As Colunas do Templo


Irm Hélio Américo Mendes *

 

Por intermédio do Livro das Leis, tomamos conhecimento de que Salomão mandou erguer duas colunas diante do Templo:

“Fez também diante da casa duas colunas de trinta e cinco côvados de altura; e o capitel sobre cada uma de cinco côvados”.
...

“levantou as colunas diante do templo, uma à direita e a outra à esquerda; a da direita chamou-lhe...”.

Veja II Crônicas 3.15 a 3.17

Chamou a Coluna B BOAZ ou BOOZ (dependendo do tradutor), sendo que a Arte Real deu preferência à segunda, como P S do Gr Apr.

BOAZ ou BOOZ rico morador de Belém e esposo de Rute, sua parente, era bisavô de Davi. Seu nome é uma palavra hebraica deriva de b, que, significa “em” e de oaz, “força”, portanto “na força”. É importantíssimo que todos compreendam que seu significado é FORÇA INTERIOR, a partícula Divina manifestada em todos os IIrm quando se reúnem, em qualquer sessão dentro do Templo coberto.

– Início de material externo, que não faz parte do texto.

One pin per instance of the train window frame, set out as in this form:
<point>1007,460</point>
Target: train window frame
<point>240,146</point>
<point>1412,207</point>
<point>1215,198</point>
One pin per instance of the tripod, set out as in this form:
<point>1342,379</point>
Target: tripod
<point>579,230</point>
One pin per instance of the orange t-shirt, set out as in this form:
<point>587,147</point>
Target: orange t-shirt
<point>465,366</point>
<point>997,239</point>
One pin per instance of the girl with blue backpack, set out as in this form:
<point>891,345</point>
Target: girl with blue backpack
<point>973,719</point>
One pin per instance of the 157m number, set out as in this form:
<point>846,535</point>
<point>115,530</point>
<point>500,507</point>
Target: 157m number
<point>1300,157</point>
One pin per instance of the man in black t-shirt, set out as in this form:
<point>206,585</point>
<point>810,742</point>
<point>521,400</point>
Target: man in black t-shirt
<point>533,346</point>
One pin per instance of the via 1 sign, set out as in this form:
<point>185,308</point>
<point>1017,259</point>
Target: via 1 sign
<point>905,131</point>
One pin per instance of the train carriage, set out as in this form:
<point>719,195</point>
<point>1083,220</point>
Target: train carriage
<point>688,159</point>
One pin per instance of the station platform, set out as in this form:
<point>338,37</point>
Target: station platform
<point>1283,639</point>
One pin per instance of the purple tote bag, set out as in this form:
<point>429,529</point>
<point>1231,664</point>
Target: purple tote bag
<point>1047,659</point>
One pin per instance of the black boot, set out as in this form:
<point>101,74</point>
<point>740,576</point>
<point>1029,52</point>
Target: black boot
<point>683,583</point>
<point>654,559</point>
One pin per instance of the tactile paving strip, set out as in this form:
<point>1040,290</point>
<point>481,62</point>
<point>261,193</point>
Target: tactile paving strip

A coluna J ao sul do pórtico, completa o par que representa os pólos ativo e passivo, o dia e a noite e os aspectos masculinos e femininos da Divindade, manifestados no Universo. (Veja o Dicionário da Maçonaria, de Joaquim G. Figueiredo).

Assim, a coluna B representa a passividade, o negativo, estando em relação com o signo astrológico do Touro e com Mercúrio, um dos três princípios alquímicos.*

Começando com a letra hebraica beth, que também, significa casa, a coluna B.: representava para os alquimistas o princípio feminino.

Os filósofos do hermetismo davam a seguinte chave da Natureza:- “De todas as coisas materiais se faz a cinza: da cinzas o sal; do sal são separados a água e o mercúrio; deste é composto um elixir, uma quinta-essência”.

Em sua obra De la Maçonnerie Occute et de L’Initiation Hermétique (Éditions des Cahiers Astrologiques - Nice - 1.947) à pág. 138 diz RAGON:

“O corpo, portanto, é posto em cinzas para limpá-lo de suas partes combustíveis; o sal, para ser separado de sua natureza terrestre; em água, para purificar-se, e em espírito para ser quintessenciado”.

E prossegue: “O conhecimento dos sais, eis a chave da arte por meio da qual limita a Natureza em suas operações. O adepto deve conhecer a sua simpatia e sua antipatia com os metais.

Não há propriamente mais que um sal; mas ele se divide em três espécies para formar o princípio dos corpos: nitro, tártaro e vitríolo (estilos antigos); todos os outros são com ele compostos.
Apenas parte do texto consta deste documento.